Le film, comme les personnages, est décomplexé. Il y a quelques scènes vraiment marquantes et que j’aimerais revoir. La première fois que Noam et Ashraf font l’amour correspond peut-être à la plus belle scène du film. Parce qu’au-delà de son esthétisme et de la beauté des corps et des gestes, elle présente l’union d’un juif et d’un palestinien, qui plus est homosexuels. C’est très culotté de la part des scénaristes. Quoiqu’on en dise, c’est risqué de montrer cela dans ce pays. Pour l’anecdote, les producteurs ont recherché pendant très longtemps un acteur qui accepte de jouer le rôle du père d’Ashraf car celui-ci apprend l’homosexualité de son fils et aucun acteur ne voulait le faire … C’est affligeant mais c’est la réalité. Même si pour nous il n’y a rien de choquant là dedans, je crois que l’on peut comprendre l’enjeu du film : faire évoluer les mentalités !

Il est beaucoup question d’amour dans cette bulle, il est question de paix aussi. C’est même le message final du film : à quoi bon se faire la guerre quand on peut se faire l’amour et vivre comme des frères, tous ensemble? Oui dis comme ça ça paraît démago mais je vous assure que dans le film ça passe très bien et à aucun moment on ne cherche à être moralisateur. Il y a les bombes dans ce film, les attentats-suicides, les morts injustes et inutiles. Il y a la révolte, il y a l’espoir … On est bien loin des images que l’on nous donne de ce pays à travers les journaux télévisés. Des images qui ne sont pas fausses d’ailleurs mais qui ne sont juste pas représentatives de toute la population.

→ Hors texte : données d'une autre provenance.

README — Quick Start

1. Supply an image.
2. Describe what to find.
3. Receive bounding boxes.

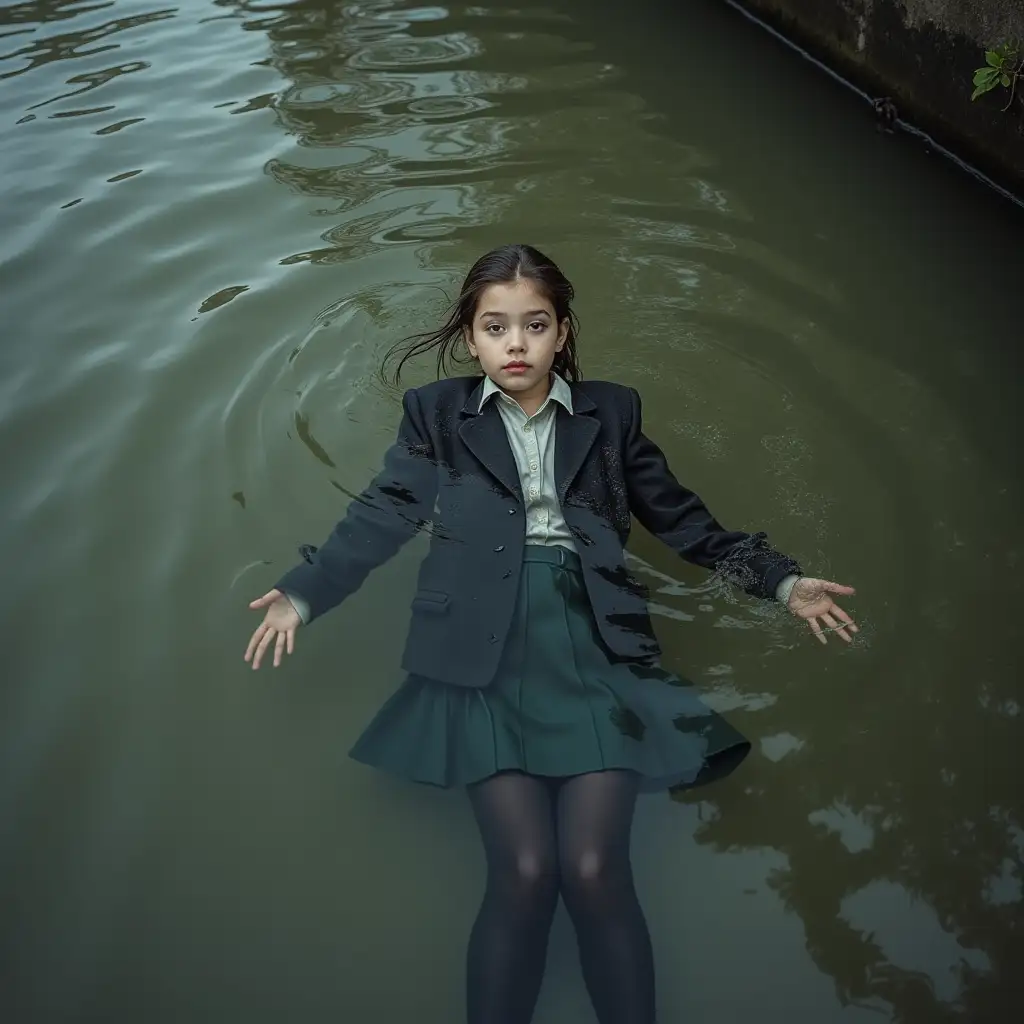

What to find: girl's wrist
[775,572,800,605]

Le film alterne rire et émotion pendant 1 heure et demie avant de prendre un tournant plus tragique sur la fin. Le tout sur fond de musique pop : Keren Ann, Nada Surf et bien d’autres nous procurent aussi un vrai plaisir auditif.

Je ne peux que trop vous conseiller ce film. Je ne vois pas bien comment un film cette année pourra faire mieux. Il y a tout ! Le fond, la forme, le rire, les larmes … Je suis toujours sous le charme, dans ma bulle.